Sen. Bob Corker, R-Tennesse, told The Washington Post in an interview posted Friday that President Donald Trump’s public statements on foreign policy “castrate” his Secretary of State Rex Tillerson — creating “binary” scenarios for the United States on the world stage.
“You cannot publicly castrate your own secretary of state without giving yourself that binary choice,” Corker told The Washington Post’s Jackson Diehl in a phone interview on Friday. “The tweets — yes, you raise tension in the region (and) it’s very irresponsible.”
Corker added that the Trump administration has made some progress on North Korea especially when it comes to working with China, which he credited to Tillerson’s diplomatic efforts.
“The greatest diplomatic activities we have are with China, and the most important, and they have come a long, long way,” Corker said, according to the Post. “Some of the things we are talking about are phenomenal.”
The White House did not immediately respond to a request for comment.
Corker, who has announced he is not going to seek re-election after 2018, and Trump have publicly quarreled recently on social media.
“The Failing @nytimes set Liddle’ Bob Corker up by recording his conversation,” Trump tweeted on Tuesday. “Was made to sound a fool, and that’s what I am dealing with!”
A transcript of the conversation, however, shows that the newspaper did not set Corker up and that the senator was well aware that he was on the record.

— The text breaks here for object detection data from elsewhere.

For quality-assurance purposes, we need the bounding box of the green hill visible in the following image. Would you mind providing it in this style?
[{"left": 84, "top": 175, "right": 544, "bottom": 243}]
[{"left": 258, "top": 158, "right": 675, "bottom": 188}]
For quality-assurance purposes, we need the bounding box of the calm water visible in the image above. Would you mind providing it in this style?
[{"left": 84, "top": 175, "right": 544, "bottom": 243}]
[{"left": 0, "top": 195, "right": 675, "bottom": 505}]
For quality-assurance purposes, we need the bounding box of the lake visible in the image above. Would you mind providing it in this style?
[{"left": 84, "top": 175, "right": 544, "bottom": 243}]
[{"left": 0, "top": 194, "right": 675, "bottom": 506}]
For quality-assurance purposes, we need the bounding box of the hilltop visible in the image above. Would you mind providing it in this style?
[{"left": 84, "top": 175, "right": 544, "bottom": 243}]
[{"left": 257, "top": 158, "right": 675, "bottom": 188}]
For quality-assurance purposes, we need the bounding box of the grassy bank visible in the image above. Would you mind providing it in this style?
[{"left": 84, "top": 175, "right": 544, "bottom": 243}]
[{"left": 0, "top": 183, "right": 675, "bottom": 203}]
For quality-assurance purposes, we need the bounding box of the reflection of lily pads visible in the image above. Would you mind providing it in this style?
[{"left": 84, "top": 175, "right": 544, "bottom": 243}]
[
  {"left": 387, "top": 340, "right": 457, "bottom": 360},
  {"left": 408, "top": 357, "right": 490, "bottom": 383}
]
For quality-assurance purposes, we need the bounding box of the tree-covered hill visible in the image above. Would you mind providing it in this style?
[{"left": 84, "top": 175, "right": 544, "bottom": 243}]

But the latest comments from the Tennessee Republican to the Post come as tensions between the United States and North Korea continue to rise over Pyongyang’s nuclear program, and on the same day the President announced he would potentially remove the United States from the Iran nuclear deal if Congress and US allies don’t attempt to strengthen areas of the deal he sees as weak.
He has also previously defended Tillerson and cited the top US diplomat as one of the people who “help separate our country from chaos.”
“I think Secretary Tillerson, Secretary (James) Mattis, and Chief of Staff (John) Kelly are those people that help separate our country from chaos, and I support them very much,” the Republican chairman of the Senate foreign relations committee told reporters last week.